Der Verwaltungsgerichtshof kann nicht erkennen, daß die auf Grund der Ergebnisse des Ermittlungsverfahrens vorgenommene Würdigung unschlüssig wäre. Selbst wenn zur Tatzeit die vom Gesetz aufgestellte Vermutung, ein Blutalkoholgehalt von 0,8 %o lasse jedenfalls auf eine Alkoholbeeinträchtigung im Sinne des § 5 Abs. 1 StVO 1960 schließen, nicht zum Tragen käme, weil zu diesem Zeitpunkt der vom Beschwerdeführer unmittelbar vor Antritt der zum Unfallort führenden Fahrt genossene Alkohol noch nicht zur Gänze resorbiert gewesen sei, konnte die belangte Behörde in unbedenklicher Weise davon ausgehen, daß jedenfalls die vom Beschwerdeführer bereits resorbierte Menge in Verbindung mit dem sogenannten Anflutungseffekt eine Alkoholbeeinträchtigung nach sich gezogen hat. Es trifft auch zu, daß sie in diesem Zusammenhang mit dem auffälligen Fahrverhalten des Beschwerdeführers argumentiert; wenn der Beschwerdeführer dieses Verhalten mit näher genannten gesundheitlichen Beeinträchtigungen begründet hat, ist es doch für die Annahme einer relevanten Alkoholbeeinträchtigung ausreichend, daß der Zustand der Fahruntüchtigkeit durch Alkohol mitverursacht wurde.
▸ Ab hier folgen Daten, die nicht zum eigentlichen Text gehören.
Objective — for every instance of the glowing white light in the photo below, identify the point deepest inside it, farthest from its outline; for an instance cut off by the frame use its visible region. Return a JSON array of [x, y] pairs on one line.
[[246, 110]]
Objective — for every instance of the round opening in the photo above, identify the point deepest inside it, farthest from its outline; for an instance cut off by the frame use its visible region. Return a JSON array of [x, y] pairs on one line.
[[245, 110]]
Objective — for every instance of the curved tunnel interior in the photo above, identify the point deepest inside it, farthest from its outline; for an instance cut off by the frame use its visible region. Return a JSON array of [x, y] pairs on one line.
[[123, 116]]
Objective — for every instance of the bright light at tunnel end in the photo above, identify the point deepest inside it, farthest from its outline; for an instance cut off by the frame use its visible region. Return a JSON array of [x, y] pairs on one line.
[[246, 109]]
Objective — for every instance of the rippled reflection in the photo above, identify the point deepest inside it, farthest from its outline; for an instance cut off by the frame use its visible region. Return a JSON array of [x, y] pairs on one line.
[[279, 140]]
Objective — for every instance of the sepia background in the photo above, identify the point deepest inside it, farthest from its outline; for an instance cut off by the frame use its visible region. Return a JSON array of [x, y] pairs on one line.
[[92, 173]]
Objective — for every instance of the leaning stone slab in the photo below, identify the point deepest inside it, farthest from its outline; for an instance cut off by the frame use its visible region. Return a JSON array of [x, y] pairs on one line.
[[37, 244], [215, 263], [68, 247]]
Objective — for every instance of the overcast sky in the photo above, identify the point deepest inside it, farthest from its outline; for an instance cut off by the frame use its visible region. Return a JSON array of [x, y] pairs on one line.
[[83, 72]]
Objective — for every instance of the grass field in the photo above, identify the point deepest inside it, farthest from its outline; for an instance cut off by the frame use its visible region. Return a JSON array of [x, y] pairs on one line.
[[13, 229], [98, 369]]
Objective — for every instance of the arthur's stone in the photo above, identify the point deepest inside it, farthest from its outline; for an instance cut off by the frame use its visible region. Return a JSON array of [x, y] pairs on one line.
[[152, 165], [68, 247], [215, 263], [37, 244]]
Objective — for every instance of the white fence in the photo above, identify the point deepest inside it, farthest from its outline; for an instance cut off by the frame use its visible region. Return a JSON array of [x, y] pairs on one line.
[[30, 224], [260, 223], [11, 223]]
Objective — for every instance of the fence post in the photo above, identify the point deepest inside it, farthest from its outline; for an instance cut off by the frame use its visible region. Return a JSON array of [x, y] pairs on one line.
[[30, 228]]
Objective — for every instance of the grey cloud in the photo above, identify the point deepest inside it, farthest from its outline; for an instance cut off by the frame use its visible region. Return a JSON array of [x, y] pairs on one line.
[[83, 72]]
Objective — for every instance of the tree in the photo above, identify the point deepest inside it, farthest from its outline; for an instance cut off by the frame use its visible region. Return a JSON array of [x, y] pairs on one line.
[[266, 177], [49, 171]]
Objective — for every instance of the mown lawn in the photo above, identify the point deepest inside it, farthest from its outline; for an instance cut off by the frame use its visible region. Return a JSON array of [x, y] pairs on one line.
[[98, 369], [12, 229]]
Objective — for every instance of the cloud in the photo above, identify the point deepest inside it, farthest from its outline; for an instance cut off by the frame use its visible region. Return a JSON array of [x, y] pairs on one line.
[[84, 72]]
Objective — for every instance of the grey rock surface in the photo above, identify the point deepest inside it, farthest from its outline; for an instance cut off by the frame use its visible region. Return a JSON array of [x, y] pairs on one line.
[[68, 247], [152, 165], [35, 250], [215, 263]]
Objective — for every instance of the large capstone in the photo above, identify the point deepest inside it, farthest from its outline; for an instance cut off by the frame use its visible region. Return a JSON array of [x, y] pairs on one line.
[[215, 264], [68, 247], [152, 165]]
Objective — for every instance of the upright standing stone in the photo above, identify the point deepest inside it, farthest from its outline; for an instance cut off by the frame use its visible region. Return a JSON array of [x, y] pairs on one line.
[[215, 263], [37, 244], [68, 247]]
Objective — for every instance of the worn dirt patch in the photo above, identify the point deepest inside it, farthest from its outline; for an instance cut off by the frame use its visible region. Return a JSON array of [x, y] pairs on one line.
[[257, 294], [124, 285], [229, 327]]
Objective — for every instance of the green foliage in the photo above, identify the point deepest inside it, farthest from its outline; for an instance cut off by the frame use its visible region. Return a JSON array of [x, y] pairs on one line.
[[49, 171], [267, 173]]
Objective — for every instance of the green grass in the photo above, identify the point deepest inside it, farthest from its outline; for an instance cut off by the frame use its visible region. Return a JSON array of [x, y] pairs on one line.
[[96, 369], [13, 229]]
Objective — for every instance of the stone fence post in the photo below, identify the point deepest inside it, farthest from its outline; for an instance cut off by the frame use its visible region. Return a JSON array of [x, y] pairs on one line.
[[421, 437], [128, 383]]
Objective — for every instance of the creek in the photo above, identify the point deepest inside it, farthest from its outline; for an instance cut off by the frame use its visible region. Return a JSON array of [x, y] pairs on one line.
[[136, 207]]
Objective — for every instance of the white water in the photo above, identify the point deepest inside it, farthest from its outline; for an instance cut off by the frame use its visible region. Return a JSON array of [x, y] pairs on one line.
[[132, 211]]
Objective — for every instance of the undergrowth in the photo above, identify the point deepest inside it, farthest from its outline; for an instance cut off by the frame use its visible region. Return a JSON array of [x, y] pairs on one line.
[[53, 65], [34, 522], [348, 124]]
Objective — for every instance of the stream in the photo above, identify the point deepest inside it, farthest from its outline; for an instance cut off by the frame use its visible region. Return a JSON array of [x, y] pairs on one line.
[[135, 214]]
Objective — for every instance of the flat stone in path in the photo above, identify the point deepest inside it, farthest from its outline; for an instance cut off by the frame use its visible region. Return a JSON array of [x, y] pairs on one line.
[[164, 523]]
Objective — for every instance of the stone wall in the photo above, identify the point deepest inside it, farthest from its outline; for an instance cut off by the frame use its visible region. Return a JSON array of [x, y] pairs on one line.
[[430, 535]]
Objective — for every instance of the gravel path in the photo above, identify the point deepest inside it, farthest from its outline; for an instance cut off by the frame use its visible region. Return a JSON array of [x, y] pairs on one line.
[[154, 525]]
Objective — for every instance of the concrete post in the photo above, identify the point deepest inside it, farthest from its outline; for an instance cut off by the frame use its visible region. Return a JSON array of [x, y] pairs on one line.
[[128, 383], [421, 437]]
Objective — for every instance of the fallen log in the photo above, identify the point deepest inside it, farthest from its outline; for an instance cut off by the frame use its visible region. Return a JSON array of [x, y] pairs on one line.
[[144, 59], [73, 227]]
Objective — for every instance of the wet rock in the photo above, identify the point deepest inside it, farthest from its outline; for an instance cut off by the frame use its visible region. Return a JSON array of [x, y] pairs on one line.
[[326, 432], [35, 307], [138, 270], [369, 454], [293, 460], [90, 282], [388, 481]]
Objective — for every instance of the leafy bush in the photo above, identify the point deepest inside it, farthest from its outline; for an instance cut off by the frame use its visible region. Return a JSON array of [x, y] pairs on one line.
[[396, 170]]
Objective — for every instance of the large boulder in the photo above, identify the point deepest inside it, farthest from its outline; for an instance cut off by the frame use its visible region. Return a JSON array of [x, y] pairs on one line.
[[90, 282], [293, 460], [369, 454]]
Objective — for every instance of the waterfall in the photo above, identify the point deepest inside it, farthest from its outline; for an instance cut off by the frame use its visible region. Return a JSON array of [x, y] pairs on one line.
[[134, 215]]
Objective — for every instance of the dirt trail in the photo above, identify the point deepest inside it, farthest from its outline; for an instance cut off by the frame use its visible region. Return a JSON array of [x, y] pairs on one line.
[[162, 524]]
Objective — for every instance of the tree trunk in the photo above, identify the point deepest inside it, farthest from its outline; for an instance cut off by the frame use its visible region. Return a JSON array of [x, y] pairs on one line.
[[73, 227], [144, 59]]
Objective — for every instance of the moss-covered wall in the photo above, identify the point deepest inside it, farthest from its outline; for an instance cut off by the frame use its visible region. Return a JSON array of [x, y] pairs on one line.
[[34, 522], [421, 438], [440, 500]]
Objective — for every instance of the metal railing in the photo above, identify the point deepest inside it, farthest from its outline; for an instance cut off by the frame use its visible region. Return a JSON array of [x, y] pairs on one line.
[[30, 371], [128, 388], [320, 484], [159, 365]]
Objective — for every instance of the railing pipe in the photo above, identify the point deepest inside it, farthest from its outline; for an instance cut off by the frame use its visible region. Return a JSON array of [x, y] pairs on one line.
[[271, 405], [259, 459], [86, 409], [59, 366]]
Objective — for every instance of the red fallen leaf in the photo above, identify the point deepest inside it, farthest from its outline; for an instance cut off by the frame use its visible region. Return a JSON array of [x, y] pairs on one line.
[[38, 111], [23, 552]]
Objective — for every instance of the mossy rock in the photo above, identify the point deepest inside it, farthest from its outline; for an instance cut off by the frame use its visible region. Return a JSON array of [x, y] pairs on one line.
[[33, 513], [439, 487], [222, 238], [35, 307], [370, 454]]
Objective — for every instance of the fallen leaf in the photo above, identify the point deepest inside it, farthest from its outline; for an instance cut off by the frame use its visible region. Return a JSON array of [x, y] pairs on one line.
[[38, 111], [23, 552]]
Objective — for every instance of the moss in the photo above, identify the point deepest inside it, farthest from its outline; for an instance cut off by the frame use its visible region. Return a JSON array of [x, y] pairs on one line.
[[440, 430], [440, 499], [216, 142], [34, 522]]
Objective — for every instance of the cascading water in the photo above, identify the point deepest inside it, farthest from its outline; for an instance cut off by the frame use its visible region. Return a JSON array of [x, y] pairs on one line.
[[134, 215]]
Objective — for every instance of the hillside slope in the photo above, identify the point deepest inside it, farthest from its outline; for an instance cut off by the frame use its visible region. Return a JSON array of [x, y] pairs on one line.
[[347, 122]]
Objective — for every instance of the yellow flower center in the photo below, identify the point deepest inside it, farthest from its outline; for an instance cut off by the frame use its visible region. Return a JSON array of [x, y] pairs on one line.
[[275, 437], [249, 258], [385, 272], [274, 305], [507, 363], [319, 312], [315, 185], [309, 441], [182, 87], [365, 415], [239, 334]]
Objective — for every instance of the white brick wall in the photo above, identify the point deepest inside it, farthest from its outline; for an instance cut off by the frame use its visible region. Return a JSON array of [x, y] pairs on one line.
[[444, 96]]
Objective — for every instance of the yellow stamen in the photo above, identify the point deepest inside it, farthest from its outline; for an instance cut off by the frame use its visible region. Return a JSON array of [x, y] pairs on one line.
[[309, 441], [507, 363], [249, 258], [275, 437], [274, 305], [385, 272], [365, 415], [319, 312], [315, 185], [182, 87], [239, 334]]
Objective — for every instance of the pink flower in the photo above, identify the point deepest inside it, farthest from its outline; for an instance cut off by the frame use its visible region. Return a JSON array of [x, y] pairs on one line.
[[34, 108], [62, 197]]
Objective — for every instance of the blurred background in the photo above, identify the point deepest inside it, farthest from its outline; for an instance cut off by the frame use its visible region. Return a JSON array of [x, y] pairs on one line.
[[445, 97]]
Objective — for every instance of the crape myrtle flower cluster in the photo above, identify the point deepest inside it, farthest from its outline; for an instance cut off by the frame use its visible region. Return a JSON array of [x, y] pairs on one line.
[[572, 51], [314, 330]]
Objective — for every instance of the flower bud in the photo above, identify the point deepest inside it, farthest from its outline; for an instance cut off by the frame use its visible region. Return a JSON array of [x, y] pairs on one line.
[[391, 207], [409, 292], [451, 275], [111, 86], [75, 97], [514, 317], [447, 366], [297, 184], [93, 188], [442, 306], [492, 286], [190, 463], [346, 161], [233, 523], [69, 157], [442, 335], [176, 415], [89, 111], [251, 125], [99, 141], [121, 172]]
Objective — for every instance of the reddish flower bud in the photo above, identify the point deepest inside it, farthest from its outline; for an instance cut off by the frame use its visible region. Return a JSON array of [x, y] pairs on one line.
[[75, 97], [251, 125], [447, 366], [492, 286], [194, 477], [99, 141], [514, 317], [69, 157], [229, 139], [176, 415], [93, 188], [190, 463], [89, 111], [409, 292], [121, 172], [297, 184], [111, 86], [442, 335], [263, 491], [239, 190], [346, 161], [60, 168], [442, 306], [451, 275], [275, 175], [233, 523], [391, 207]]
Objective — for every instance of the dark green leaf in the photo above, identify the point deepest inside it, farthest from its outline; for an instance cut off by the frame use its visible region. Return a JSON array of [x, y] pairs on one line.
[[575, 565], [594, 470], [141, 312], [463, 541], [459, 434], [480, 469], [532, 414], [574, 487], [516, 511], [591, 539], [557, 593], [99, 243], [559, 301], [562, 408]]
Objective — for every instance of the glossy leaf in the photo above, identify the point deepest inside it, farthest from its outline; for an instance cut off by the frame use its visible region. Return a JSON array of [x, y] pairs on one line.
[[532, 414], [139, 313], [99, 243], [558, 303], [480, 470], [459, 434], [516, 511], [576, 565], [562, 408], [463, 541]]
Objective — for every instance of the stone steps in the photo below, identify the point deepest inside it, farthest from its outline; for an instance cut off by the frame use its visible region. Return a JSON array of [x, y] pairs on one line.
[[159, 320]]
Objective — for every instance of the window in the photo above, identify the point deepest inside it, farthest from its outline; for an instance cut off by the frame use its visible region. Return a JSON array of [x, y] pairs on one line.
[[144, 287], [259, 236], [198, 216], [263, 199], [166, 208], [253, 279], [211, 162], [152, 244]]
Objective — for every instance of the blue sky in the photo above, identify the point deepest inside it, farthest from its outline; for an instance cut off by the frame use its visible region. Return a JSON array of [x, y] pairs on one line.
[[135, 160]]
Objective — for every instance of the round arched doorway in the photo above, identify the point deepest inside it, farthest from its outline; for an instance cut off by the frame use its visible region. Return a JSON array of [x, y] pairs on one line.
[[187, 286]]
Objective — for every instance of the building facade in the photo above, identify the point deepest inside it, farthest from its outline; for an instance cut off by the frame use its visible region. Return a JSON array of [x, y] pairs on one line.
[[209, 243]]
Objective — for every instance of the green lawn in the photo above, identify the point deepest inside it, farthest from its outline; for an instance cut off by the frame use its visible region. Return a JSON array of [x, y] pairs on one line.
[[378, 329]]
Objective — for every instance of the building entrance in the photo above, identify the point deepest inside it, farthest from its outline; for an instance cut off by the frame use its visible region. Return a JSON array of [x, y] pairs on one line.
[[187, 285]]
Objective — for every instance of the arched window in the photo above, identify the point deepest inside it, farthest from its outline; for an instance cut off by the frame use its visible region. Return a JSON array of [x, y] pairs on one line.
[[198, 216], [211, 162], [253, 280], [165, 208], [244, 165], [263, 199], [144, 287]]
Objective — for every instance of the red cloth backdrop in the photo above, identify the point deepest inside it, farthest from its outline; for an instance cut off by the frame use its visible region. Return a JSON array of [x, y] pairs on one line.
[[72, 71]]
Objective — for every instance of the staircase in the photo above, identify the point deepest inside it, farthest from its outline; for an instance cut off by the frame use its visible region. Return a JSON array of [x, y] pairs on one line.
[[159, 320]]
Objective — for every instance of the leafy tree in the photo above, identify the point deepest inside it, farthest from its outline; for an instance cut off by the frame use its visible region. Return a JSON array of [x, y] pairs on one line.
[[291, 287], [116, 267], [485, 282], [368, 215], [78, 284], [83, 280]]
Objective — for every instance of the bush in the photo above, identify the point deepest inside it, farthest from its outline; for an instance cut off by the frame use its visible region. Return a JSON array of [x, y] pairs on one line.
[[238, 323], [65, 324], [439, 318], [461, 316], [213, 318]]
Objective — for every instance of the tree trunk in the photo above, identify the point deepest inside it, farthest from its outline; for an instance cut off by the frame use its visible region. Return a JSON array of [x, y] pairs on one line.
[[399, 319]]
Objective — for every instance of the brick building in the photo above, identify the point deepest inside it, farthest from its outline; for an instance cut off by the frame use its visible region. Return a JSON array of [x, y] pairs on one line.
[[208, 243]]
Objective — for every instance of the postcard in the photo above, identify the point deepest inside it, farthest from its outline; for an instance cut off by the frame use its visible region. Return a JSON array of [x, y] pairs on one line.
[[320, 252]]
Im übrigen ist es auch zutreffend, sich bei der Beweiswürdigung in erhöhtem Maße auf Angaben des Beschuldigten unmittelbar nach der Tat zu stützen; es kann daher dahinstehen, aus welchen Gründen der Beschwerdeführer die ebenfalls auf die Annahme einer Alkoholbeeinträchtigung gestützte

- verhältnismäßig geringfügige - Entziehung der Lenkerberechtigung nicht bekämpft hat. Es kann aus diesem Grunde auch dahinstehen, ob es überhaupt einen Verfahrensmangel darstellt, daß die belangte Behörde die Ausführungen des Beschwerdeführers in seiner letzten Stellungnahme im Verwaltungsstrafverfahren vom 26. November 1992 nicht berücksichtigt hat, obwohl der angefochtene Bescheid erst am 3. Dezember 1992 zugestellt wurde (der Beschwerdeführer hat die ihm zuletzt gesetzte Frist zur Stellungnahme zum "Ergänzungsgutachten" der ärztlichen Amtssachverständigen bis 18. November 1992 nicht genützt, die in Rede stehende Stellungnahme vom 26. November 1992 langte erst nach Abfertigung des angefochtenen Bescheides bei der belangten Behörde ein, die belangte Behörde ging im angefochtenen Bescheid davon aus, daß der Beschwerdeführer keine Äußerung erstattet hat). Der Inhalt dieser Stellungnahme läßt nämlich keinen Zweifel an der Schlüssigkeit der dem angefochtenen Bescheide zugrundeliegenden Beweiswürdigung aufkommen. Sie setzt sich lediglich mit dem Umstand auseinander, daß der Beschwerdeführer gesundheitliche Beeinträchtigungen und keinen Blutalkoholgehalt von mehr als 0,8 %o aufgewiesen habe.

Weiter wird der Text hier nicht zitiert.